Oracle for the Long
Haul
by Tom Gardner
([email protected])
ALEXANDRIA, VA, (June 17, 1997)/FOOLWIRE/ -- So Oracle announced 4th
quarter earnings today, did they?
I look forward to studying them. I haven't had the time to look them over
yet, but I assume the company put up 30-35% growth in sales and earnings
over the same period last year. Oracle certainly posted double-digit margins.
And their conference call will probably reveal powerful optimism about the
company's future in a digital world that demands a significantly speedier
and more artful management of data than ever before.

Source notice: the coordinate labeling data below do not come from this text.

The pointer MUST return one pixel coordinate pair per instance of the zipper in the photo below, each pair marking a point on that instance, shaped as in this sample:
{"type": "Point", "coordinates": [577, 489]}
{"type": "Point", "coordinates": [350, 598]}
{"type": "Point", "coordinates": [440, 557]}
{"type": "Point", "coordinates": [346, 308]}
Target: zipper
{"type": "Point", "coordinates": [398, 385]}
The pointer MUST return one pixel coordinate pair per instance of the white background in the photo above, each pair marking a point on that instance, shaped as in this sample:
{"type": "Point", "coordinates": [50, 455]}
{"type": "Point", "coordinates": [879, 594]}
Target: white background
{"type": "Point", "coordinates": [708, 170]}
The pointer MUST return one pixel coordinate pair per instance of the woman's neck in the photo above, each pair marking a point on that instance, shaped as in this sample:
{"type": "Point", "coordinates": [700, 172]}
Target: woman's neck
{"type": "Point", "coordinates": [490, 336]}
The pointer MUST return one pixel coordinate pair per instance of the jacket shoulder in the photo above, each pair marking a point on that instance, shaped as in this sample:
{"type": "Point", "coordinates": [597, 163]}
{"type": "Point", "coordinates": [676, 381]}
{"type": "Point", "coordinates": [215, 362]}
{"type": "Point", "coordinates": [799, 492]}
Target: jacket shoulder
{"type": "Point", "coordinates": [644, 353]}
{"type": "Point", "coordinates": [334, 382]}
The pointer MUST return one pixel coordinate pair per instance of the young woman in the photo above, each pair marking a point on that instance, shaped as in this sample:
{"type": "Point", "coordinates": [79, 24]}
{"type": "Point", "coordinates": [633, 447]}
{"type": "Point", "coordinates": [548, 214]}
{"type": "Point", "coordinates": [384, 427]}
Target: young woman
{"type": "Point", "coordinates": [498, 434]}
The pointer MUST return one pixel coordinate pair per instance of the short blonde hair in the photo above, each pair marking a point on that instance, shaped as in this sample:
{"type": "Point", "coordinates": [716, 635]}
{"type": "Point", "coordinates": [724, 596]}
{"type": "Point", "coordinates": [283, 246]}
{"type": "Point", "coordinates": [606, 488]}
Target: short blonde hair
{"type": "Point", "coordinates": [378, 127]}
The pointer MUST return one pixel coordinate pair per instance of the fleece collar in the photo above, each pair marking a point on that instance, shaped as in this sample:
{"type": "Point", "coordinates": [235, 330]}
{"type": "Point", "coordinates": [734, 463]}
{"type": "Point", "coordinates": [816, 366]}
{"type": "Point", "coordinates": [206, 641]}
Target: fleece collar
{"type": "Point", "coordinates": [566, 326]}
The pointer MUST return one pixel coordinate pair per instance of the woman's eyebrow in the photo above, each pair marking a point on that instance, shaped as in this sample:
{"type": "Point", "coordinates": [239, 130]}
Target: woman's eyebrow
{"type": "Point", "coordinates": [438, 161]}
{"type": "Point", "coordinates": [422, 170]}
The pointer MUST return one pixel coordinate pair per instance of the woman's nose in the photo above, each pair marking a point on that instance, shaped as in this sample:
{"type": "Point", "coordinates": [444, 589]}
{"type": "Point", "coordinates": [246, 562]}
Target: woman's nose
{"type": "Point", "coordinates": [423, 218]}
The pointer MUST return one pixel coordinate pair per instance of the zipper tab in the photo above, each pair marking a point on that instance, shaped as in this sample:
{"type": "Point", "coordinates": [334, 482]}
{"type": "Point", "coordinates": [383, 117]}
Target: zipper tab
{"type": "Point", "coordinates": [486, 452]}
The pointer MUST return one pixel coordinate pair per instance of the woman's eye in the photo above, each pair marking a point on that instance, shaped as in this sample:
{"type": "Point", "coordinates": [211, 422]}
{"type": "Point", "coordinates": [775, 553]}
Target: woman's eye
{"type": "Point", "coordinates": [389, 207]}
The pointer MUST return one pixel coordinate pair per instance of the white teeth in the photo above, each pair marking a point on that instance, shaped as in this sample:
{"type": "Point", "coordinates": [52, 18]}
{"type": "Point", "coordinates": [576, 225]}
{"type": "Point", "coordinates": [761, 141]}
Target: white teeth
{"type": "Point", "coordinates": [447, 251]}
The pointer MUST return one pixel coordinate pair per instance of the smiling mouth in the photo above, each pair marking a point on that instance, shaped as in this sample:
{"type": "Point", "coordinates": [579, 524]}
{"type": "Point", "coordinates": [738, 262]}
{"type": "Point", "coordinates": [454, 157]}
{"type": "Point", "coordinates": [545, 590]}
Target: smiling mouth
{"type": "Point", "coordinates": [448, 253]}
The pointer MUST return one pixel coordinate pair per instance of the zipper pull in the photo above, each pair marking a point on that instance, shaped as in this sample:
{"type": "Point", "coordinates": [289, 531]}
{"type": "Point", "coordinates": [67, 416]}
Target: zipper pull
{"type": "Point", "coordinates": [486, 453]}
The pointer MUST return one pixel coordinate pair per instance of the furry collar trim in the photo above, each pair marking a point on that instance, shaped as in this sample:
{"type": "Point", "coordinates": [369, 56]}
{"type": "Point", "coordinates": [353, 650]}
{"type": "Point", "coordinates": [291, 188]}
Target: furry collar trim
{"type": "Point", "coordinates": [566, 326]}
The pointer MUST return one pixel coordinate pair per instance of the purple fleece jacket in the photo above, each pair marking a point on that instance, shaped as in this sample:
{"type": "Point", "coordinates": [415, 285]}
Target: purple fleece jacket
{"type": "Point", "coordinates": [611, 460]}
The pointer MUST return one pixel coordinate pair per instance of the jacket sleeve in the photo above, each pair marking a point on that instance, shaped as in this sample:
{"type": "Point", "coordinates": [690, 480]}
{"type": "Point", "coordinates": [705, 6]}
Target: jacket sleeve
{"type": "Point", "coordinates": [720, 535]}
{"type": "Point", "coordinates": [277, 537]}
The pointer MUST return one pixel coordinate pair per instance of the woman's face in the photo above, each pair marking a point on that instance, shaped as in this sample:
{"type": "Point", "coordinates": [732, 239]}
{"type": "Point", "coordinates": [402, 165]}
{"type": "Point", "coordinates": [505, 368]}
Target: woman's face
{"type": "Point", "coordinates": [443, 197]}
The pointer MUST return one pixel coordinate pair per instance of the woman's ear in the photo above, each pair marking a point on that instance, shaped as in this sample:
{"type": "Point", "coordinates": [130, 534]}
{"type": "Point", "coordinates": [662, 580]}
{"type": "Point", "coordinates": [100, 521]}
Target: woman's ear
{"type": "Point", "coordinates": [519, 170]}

It's a demand that will grow exponentially over the next twenty years, so
long as Nostradamus was wrong.
No, I haven't seen the earnings report yet, but I assume it'll play out like
that. I don't mean to be too, too cavalier about it all. And I'm taking only
a very small risk here, betting that Oracle will post a healthy quarter.
That's because past performance is some sort of indicator of future results.
Oracle has been an awesome company, posting consistent and broad sales and
earnings growth over the past five years.
This is a radically different company than the one which battled through
The Troubles in 1991. Back then, Oracle was booking sales it shouldn't have
been. Investors who watched accounts receivable outpace income growth started
wondering just what in the heck "sales" and "earnings" meant. Not much, in
that environment. After all, I can sell you this article for $1,000 per copy,
charge you nothing, call it $1,000 in sales and $500 in earnings, see my
stock climb, and never have turned even a penny of profit. Oracle wasn't
selling Fool Portfolio reports for a thousand bucks, but the underlying principle
was the same.
Oracle's selling got way ahead of its serving.
Then enter from the right side, Ray Lane -- from the management-consulting
firm Booz, Allen and Hamilton. Lane brought performance standards, tighter
quantification, and an attentiveness to the bottom line. Each of these qualities
neatly integrated with CEO Larry Ellison's marketing talents, his flair for
things extraordinary and sometimes absurd. They played ping pong -- the spirit
of an Ellison idea merging with Lane's hard performance numbers; reality
meeting imagination.
Since the close of 1991, Oracle's stock has risen from a split-adjusted price
of $3 per share to its pre-earnings perch of $52 per share today. That totes
up to a growth rate of 68% per year. $10,000 invested in Oracle stock just
5 1/2 years ago is valued at over $170,000 today. If you're sitting on those
gains, even if you're sitting on just the stock's 37% returns over the past
year, I think you'd be unwise to look at today's earnings report and care
too much about it, one way or t'other. It should take more than a quarter
to rock you out of your position.
Going into the report, Oracle is showing the following underlying financial
strength:
Sales $5.2 billion
Earnings $1.1 billion
Profit Margins 21.2%
Cash $1.0 billion
Long-Term Debt $300 million
Flow Ratio 1.14 **
** The Flow Ratio is defined as: (current assets minus cash) / current
liabilities. It's a measure of how well the company is managing the flow
of its inventory & receivables relative to its payables. If you need
further clarification on this, drop by the
Cash-King
folder on the Investor's Roundtable board on our Web site. A fellow named
"Doubting Thomas" has been posting brilliantly there. **
The numbers show an extraordinarily sturdy business; the story tells of a
company prepared to manage data at the outset of the Age of Information and
Global Networking. Oracle wouldn't be here without Ray Lane's calculator,
and it wouldn't be here without Ellison's flair.
Of course, there's no such thing as a sure thing -- as Jon Cusack learned
in a movie. The unfortunate passengers on the Titanic lived that notion,
when 1,500 people went to the bottom of the Atlantic on April 15, 1912. Every
sound investment portfolio carries an oversupply of lifeboats... because
when the market corrects with the ten-ton force of a tsunami or tears your
hull like an iceberg, everyone heavily on margin, everyone without a lifeboat,
everyone employing the sure-thing strategy is going to breath undertow for
a long while.
Conversely, those not on margin, those investing, who have pounded into stocks
only what they could afford to part with for years, dropping it exclusively
into top-tier businesses -- their portfolios will snap back, with a vengeance.
Finding top-tier businesses in a dearly-valued market is crucial.
Oracle looks like one such business.